I wonder if you could tag a record for the change tracking by inserting into a "too process" table including who did the change etc etc.
Then another process could come along and copy the rest of the data on a regular basis.
There's a basic conflict between "does its job very well" and "unacceptable", obviously.
It sounds to me that you're trying to use triggers the same way you would use events in an OO procedural application, which IMHO doesn't map.
I would call any trigger logic that takes 30 seconds - no, more that 0.1 second - as disfunctional. I think you really need to redesign your functionality and do it some other way. I'd say "if you want to make it asynchronous", but I don't think this design makes sense in any form.
As far as "asynchronous triggers", the basic fundamental conflict is that you could never include such a thing between BEGIN TRAN and COMMIT TRAN statements because you've lost track of whether it succeeded or not.
Create history table(s). While updating (/deleting/inserting) main table, insert old values of record (deleted pseudo-table in trigger) into history table; some additional info is needed too (timestamp, operation type, maybe user context). New values are kept in live table anyway.

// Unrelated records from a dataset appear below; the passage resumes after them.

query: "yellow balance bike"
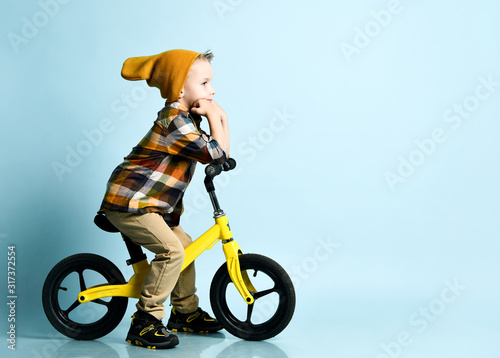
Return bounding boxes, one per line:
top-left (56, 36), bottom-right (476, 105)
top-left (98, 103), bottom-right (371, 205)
top-left (42, 158), bottom-right (295, 341)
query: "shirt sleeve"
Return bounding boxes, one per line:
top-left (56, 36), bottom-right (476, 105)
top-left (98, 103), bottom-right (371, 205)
top-left (162, 113), bottom-right (227, 164)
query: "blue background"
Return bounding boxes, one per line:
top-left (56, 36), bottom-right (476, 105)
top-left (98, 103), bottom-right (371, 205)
top-left (1, 0), bottom-right (500, 357)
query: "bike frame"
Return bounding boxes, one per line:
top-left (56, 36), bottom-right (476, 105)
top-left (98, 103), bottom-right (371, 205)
top-left (78, 161), bottom-right (256, 306)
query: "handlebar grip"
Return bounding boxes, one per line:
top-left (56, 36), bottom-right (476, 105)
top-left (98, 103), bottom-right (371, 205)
top-left (205, 163), bottom-right (222, 178)
top-left (222, 158), bottom-right (237, 171)
top-left (205, 158), bottom-right (237, 179)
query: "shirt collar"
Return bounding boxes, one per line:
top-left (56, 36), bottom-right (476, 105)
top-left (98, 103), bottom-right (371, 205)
top-left (166, 101), bottom-right (203, 127)
top-left (167, 101), bottom-right (189, 112)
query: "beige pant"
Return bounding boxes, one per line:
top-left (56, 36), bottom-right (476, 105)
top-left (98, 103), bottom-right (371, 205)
top-left (105, 211), bottom-right (199, 321)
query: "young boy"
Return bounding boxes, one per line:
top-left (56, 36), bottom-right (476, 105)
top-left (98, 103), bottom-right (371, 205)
top-left (98, 49), bottom-right (230, 349)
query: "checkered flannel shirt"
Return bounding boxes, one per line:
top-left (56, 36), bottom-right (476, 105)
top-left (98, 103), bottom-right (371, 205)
top-left (99, 102), bottom-right (227, 226)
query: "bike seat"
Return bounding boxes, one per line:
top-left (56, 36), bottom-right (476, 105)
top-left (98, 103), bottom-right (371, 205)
top-left (94, 214), bottom-right (120, 233)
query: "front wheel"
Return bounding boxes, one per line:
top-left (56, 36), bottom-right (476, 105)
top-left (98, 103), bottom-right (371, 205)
top-left (210, 254), bottom-right (295, 341)
top-left (42, 253), bottom-right (128, 340)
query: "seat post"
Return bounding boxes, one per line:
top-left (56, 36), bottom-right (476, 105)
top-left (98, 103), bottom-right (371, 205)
top-left (121, 234), bottom-right (147, 265)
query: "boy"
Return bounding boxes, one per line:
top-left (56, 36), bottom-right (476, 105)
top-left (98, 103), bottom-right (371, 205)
top-left (98, 49), bottom-right (230, 349)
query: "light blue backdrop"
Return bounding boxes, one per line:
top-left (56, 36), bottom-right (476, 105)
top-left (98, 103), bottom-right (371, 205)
top-left (1, 0), bottom-right (499, 357)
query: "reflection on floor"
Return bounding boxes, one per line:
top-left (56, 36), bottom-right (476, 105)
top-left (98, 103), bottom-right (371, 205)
top-left (14, 328), bottom-right (295, 358)
top-left (8, 297), bottom-right (499, 358)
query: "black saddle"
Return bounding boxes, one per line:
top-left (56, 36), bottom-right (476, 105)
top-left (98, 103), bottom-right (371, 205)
top-left (94, 214), bottom-right (119, 233)
top-left (94, 214), bottom-right (147, 265)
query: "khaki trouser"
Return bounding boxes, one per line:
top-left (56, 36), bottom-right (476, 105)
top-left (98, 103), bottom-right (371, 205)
top-left (105, 211), bottom-right (199, 321)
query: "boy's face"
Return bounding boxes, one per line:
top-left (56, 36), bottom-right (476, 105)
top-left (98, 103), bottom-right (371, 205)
top-left (178, 59), bottom-right (215, 108)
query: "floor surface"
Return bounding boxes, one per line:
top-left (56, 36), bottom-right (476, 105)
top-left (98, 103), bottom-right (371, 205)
top-left (6, 304), bottom-right (498, 358)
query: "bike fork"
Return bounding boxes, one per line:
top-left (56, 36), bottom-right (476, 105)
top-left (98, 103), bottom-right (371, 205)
top-left (216, 215), bottom-right (256, 304)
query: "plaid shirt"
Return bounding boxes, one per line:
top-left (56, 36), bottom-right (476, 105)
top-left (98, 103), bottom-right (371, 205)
top-left (99, 102), bottom-right (227, 226)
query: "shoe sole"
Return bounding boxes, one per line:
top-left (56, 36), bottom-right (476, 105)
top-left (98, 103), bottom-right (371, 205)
top-left (126, 334), bottom-right (179, 349)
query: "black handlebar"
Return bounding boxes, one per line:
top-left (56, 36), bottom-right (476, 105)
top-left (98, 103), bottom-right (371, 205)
top-left (204, 158), bottom-right (237, 197)
top-left (222, 158), bottom-right (237, 171)
top-left (205, 158), bottom-right (237, 179)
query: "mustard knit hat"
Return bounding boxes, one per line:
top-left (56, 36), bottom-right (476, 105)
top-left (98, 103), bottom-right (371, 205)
top-left (121, 49), bottom-right (201, 101)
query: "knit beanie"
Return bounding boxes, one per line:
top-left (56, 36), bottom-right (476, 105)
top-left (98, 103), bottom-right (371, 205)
top-left (121, 49), bottom-right (201, 101)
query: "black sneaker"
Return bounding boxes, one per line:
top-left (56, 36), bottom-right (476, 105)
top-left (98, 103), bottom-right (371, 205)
top-left (126, 310), bottom-right (179, 349)
top-left (167, 307), bottom-right (223, 333)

This way triggers run fast(er) and you can shift slow operations to log viewer (procedure).
From sql server 2008 you can use CDC feature for automatically logging changes, which is purely asynchronous. Find more details in here
Not that I know of, but are you inserting values into the Audit table that also exist in the base table? If so, you could consider tracking just the changes. Therefore an insert would track the change time, user, extra and a bunch of NULLs (in effect the before value). An update would have the change time, user etc and the before value of the changed column only. A delete has the change at, etc and all values.
Also, do you have an audit table per base table or one audit table for the DB? Of course the later can more easily result in waits as each transaction tries to write to the one table.
I suspect that your trigger is of of these generic csv/text generating triggers designed to log all changes for all table in one place. Good in theory (perhaps...), but difficult to maintain and use in practice.
If you could run asynchronously (which would still require storing data somewhere for logging again later), then you are not auditing and neither do have history to use.
Perhaps you could look at the trigger execution plan and see what bit is taking the longest?
Can you change how you audit, say, to per table? You could split the current log data into the relevant tables.